The AAP survey, on which the new Scottish Survey of Achievement will be based, first chooses schools that are representative of the country as a whole. They will reflect factors such as free meal entitlement, the urban-rural balance, large and small schools. Every survey rechecks that its sample reflects the national profile.
Each school is asked to select one of the four year groups used in P3, P5, P7 and S2. This lessens the "school effect" which could influence the results. "It is better to have fewer schools and more year groups than more schools and fewer year groups," one of the officials in charge said.
With the year group selected, lists of pupils are randomly drawn based on date of birth. Fears that this could mean a group of like pupils being chosen - low attainers or high flyers - are said to be ill-founded since the pupils are chosen to be representative of the year group across Scotland as a whole not in a particular school.
Schools are asked to volunteer and the Executive usually has a respectable response because schools know information is not going to identify or rank them. They also want to see how they compare with national standards.

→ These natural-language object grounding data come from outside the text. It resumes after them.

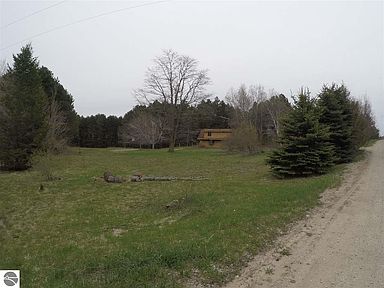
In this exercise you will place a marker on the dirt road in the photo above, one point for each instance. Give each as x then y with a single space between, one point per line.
340 244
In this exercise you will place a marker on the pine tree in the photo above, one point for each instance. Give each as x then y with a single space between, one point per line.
336 112
22 119
305 148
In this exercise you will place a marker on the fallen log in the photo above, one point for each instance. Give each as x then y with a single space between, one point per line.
136 178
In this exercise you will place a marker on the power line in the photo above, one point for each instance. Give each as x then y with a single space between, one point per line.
82 20
32 14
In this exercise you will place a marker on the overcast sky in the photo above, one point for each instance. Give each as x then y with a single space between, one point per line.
279 44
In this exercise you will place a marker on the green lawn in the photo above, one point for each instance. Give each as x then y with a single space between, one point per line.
82 232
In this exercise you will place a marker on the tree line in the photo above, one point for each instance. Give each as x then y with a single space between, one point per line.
322 131
311 134
36 112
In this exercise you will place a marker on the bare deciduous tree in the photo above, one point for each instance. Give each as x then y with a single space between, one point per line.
144 128
55 139
176 82
277 106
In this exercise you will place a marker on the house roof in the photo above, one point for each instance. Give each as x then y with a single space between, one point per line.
214 137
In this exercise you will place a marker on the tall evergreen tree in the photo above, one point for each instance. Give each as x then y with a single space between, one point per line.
336 112
305 147
23 122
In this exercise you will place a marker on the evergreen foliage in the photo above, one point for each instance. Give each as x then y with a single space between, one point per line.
305 147
23 121
336 112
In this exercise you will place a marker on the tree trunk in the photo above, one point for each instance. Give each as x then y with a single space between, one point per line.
172 143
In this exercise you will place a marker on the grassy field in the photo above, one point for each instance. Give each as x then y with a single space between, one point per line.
82 232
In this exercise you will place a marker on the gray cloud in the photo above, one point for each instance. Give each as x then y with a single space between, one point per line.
281 45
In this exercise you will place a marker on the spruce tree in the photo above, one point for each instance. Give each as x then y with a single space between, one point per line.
305 148
23 114
336 112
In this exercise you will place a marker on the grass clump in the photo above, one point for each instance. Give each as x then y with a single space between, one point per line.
79 232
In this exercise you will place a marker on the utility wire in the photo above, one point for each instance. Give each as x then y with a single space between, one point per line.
32 14
81 21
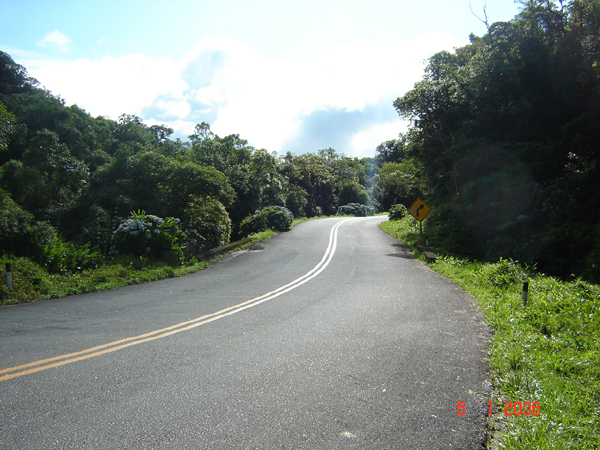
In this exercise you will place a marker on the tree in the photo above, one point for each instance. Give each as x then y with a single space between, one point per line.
7 121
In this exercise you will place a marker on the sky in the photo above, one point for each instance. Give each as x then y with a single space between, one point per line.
286 76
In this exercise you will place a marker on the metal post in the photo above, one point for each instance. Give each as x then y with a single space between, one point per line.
8 276
525 290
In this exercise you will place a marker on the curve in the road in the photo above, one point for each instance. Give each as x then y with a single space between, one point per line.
44 364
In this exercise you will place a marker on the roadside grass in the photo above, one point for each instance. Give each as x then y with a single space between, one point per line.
545 351
30 282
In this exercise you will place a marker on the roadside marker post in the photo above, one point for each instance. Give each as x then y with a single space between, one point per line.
525 291
8 276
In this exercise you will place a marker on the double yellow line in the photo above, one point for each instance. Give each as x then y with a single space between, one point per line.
44 364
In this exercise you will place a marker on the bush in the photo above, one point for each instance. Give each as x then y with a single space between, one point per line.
20 234
59 256
397 212
147 235
353 209
276 218
206 224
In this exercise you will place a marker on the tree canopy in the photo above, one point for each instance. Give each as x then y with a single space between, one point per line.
503 130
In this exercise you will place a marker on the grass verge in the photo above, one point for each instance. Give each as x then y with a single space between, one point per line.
30 282
546 351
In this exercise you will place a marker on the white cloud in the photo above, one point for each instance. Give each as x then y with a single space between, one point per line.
365 142
57 40
236 90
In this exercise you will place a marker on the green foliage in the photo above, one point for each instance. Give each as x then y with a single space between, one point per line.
547 350
397 182
20 233
275 218
6 126
503 130
150 236
353 209
59 256
397 212
206 224
29 281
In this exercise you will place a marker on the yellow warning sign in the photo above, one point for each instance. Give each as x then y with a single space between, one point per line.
419 210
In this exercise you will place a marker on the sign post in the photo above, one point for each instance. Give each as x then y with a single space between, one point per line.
419 210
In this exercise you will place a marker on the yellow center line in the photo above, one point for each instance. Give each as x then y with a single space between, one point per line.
57 361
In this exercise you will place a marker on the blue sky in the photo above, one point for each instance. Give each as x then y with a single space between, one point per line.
297 76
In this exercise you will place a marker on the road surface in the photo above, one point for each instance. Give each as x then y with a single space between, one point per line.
329 336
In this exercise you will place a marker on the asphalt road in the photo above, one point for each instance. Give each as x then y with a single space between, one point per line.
329 336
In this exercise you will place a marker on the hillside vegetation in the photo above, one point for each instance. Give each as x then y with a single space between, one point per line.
503 144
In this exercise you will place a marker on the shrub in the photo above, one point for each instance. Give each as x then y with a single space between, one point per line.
147 235
206 224
353 209
276 218
20 234
59 256
397 212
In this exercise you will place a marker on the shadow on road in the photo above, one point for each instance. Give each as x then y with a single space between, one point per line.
402 251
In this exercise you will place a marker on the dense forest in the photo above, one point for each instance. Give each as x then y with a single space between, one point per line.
503 143
69 181
505 131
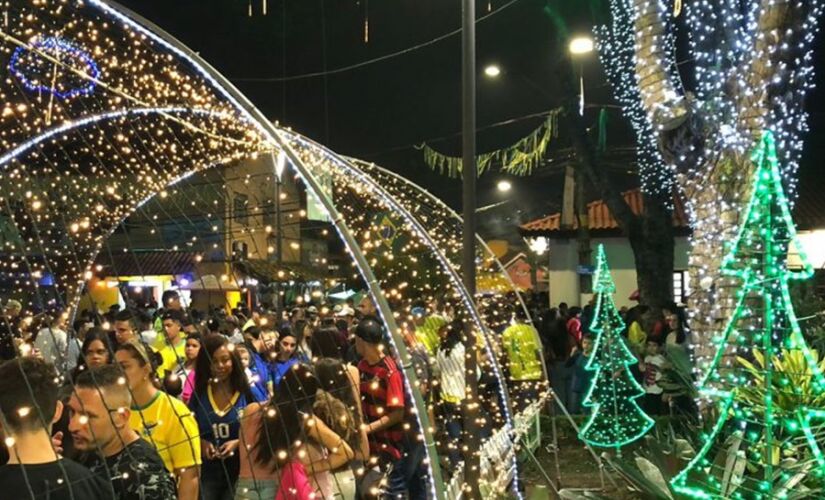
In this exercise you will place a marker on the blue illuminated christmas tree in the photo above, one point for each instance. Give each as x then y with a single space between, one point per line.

Written tests are administered by the school and practical assessments form a sub-sample since it is not necessary to test every pupil on every item in every school to obtain a picture of how the system as a whole is performing.
Teachers nominated by their authority are deployed as field officers to carry out practical assessments and mark some of the tests on the written papers that are not coded. The most recent science exercise involved 160 field officers. Teachers see it as a valuable contribution to their professional development and are keen to take part.
The AAP is a joint endeavour between the Scottish Executive, Learning and Teaching Scotland (which advises on what is to be tested) and the Scottish Qualifications Authority.
The major technical change required is to increase the AAP sample of pupils being tested, probably to double the existing 5 per cent of each year group. This is felt not to be large enough since the new survey is also intended to provide results in sufficient detail for each authority.
That is not likely to be a problem in secondary schools - the figure of 150 schools involved at S2 is felt to provide a realistic sample. But the 450 schools involved in the primary sample would be too small.
Officials are also considering how to handle the SSA survey in small authorities. One possibility is to sample by pupil, not school; otherwise the three secondaries in an area like Clackmannanshire would be hit every year.